“Of course, Ve didn’t lose the var – ”


“Of course, Ve didn’t lose the var – ” (ca. 1945)
by Frederick Little Packer (1886-1956)
15 x 23 in., ink on heavy paper
Coppola Collection

Packer worked at the LA Examinerfrom 1919-1931, and then moved to the New York Daily Mirrorin 1932.

His cartoons and posters for the World War II defense effort earned him citations from the Treasury Department and the War Production Board. He was awarded the Pulitzer Prize on May 5, l952 for his Truman Cartoon, “Your Editors ought to have more sense than to print what I say,” which appeared in the “New York Daily Mirror” of October 6, l951.

In August 1953, he was invited by the Library of Congress to make a gift of his original drawings to its permanent collection.

Between October 17 and February 5, 1945, the total of German POWs taken in northwest Europe increased to 860,000, including 610,541 German soldiers who surrendered on the Western front. By no means the caricature of inferiority that the propaganda painted, the capability of the German army was substantial.

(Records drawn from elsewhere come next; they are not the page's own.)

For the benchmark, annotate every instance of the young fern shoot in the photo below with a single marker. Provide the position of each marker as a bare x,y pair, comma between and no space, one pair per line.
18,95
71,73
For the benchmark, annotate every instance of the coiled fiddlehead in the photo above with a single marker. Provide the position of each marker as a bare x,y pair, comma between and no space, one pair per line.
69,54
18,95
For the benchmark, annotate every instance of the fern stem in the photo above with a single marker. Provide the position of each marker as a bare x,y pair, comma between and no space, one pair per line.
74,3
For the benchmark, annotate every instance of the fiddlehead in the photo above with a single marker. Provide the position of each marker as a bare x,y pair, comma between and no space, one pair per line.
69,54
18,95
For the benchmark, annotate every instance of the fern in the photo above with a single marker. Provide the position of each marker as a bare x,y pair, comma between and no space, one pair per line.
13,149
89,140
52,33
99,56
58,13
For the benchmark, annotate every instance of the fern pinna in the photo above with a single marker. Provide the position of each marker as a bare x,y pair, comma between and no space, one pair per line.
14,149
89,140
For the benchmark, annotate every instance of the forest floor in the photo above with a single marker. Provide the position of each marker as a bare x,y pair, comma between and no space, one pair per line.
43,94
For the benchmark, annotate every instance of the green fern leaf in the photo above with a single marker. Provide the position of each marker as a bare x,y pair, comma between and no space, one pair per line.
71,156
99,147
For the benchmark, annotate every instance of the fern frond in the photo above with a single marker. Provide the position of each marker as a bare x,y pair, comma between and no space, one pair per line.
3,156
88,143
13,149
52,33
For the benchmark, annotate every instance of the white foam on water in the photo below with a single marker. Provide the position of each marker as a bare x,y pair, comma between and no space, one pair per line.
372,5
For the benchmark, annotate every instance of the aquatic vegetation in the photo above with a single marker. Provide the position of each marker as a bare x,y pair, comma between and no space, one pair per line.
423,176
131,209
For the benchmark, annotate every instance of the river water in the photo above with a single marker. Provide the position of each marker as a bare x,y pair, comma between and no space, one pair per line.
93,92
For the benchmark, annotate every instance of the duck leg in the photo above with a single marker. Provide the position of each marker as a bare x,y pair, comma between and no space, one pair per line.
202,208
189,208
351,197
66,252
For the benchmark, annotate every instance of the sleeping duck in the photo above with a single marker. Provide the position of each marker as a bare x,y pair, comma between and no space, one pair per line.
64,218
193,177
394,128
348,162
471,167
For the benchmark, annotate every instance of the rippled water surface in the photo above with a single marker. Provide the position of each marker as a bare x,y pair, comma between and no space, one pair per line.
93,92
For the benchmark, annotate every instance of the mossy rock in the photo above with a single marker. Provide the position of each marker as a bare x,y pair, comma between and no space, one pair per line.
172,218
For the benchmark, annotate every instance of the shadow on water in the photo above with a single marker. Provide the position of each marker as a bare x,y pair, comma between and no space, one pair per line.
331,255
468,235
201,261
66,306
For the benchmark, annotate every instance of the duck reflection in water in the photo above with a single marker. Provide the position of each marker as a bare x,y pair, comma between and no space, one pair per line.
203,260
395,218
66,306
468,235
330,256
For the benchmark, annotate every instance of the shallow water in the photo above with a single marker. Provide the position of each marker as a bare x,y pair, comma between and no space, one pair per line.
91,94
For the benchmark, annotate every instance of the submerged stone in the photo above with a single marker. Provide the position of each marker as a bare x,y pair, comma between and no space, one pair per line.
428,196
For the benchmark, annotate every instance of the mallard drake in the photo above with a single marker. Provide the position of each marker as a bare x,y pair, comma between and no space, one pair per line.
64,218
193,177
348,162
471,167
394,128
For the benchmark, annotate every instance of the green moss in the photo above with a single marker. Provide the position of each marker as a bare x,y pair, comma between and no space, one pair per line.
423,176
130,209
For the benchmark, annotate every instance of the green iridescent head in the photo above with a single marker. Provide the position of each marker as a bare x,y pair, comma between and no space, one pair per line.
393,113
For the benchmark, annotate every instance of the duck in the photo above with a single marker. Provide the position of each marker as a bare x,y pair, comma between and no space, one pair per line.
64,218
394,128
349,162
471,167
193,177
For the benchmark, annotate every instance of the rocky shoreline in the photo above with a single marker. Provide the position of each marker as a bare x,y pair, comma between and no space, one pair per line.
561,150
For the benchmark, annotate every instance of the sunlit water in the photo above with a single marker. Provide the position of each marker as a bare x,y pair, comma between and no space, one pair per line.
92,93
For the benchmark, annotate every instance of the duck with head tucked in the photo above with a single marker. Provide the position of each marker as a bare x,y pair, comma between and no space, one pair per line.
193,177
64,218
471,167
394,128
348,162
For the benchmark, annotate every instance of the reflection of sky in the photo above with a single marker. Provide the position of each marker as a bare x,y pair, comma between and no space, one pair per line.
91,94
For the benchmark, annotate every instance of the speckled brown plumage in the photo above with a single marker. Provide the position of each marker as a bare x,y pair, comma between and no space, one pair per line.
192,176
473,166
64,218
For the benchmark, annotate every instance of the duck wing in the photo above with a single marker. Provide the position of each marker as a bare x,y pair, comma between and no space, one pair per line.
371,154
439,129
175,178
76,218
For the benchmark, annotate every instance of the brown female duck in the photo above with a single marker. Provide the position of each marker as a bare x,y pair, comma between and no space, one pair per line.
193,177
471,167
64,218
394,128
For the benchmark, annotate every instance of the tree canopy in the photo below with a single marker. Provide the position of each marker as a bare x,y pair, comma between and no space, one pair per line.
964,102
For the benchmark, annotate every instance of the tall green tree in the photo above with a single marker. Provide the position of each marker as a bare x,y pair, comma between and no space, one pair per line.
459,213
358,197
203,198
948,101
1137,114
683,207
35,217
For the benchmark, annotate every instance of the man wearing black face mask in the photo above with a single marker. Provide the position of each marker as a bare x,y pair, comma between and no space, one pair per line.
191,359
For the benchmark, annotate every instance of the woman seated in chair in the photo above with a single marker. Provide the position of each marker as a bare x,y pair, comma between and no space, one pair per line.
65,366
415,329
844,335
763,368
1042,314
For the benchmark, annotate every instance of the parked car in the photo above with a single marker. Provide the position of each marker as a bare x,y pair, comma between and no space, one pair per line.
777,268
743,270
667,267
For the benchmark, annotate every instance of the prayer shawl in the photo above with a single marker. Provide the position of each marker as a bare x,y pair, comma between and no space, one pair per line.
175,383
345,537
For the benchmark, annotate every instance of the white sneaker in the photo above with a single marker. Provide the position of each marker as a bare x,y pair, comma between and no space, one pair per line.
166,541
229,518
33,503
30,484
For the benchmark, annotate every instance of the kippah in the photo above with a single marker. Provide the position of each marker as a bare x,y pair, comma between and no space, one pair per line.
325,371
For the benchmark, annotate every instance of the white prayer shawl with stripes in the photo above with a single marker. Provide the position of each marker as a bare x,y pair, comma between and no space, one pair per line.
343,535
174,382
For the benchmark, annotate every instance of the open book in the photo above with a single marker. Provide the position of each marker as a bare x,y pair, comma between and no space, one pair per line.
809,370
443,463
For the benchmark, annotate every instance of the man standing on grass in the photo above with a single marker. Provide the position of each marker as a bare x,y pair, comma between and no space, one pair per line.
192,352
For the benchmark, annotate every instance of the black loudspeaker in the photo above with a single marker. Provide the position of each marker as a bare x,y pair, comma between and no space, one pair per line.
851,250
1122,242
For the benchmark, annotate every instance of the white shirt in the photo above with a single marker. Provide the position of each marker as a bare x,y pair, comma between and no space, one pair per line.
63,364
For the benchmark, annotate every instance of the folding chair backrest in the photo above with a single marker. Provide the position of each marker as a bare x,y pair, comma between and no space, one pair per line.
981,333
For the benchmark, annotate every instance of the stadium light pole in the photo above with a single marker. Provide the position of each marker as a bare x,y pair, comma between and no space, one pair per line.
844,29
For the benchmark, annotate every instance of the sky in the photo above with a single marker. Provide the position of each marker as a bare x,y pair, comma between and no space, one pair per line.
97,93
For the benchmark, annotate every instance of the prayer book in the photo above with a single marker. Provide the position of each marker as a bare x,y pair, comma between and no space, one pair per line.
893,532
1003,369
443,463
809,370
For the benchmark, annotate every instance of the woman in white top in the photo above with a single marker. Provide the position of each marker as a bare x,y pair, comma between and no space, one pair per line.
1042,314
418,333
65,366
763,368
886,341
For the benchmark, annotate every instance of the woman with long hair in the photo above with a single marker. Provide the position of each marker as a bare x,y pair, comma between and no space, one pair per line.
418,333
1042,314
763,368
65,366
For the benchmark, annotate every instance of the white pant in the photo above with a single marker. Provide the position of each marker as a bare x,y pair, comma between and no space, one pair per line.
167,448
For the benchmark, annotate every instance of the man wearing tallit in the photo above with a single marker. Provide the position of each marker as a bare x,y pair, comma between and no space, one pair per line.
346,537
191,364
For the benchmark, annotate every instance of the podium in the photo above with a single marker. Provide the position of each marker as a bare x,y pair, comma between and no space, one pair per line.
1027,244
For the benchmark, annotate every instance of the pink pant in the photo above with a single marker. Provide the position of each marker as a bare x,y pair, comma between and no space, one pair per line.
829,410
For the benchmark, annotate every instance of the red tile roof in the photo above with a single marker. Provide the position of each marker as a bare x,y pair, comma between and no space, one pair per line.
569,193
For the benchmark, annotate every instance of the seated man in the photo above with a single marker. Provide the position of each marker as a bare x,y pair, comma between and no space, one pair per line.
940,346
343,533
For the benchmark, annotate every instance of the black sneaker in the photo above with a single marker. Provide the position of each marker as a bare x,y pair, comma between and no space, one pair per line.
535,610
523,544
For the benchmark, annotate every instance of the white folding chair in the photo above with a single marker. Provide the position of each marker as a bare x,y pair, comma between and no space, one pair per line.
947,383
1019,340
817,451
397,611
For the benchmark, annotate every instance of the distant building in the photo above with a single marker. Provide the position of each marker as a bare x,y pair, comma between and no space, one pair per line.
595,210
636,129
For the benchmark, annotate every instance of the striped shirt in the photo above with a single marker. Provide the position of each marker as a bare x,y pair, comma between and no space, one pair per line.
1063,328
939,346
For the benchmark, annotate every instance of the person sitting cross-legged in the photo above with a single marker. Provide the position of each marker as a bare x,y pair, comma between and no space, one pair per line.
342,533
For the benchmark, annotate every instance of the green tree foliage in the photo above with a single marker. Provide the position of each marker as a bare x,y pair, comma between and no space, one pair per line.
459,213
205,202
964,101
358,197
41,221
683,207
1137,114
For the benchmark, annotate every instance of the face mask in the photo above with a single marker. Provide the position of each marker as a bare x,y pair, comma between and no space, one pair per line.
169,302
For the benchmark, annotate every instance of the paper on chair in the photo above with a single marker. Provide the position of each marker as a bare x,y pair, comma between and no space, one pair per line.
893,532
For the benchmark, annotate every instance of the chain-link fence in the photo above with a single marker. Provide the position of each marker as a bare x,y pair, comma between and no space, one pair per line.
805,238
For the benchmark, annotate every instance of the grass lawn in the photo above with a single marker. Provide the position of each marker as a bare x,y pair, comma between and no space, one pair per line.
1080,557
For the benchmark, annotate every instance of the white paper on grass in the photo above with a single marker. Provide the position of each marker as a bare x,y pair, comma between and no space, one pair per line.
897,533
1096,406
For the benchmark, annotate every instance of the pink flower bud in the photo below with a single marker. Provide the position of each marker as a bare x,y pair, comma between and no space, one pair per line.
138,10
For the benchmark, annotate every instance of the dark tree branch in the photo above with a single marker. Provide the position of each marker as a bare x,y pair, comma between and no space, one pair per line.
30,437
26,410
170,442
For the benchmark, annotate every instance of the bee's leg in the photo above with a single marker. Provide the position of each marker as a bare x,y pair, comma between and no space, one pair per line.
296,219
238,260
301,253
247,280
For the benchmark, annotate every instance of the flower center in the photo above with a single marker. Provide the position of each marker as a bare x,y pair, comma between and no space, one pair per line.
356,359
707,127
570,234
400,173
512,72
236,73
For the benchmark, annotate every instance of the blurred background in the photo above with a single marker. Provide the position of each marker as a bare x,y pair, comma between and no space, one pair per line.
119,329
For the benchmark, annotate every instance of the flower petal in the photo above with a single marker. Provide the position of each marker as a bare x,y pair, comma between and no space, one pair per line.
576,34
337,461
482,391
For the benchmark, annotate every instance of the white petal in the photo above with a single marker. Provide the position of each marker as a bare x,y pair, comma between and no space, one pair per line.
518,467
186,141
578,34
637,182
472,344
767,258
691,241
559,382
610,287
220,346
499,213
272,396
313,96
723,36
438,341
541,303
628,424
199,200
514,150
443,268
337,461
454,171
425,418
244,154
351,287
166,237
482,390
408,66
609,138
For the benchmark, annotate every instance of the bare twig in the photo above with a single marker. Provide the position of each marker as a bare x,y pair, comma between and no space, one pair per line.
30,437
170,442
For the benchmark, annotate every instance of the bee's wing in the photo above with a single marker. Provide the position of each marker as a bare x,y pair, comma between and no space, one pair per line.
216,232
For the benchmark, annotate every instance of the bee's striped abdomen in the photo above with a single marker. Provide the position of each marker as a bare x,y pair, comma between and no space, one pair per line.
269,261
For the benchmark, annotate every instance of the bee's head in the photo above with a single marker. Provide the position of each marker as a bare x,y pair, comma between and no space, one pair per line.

Max Hastings, writing in “Their Wehrmacht Was Better Than Our Army” (The Washington Post, May 5, 1985), notes that tt was the superiority of Allied numbers that was ultimately decisive. The Second World War in Europe was a victory of quantity over quality.

The final German armed forces communique, issued on May 9, 1945, read: “In the end the German armed forces succumbed with honor to enormous superiority. Loyal to his oath, the German soldier’s performance in a supreme effort for his people can never be forgotten. To the last, the homeland supported him with all its strength in an effort entailing the heaviest sacrifices. The unique performance of the front and homeland will find its final recognition in a later, just judgment of history. The enemy, too, will not deny his respect for the achievements and sacrifices of German soldiers on land, at sea, and in the air.”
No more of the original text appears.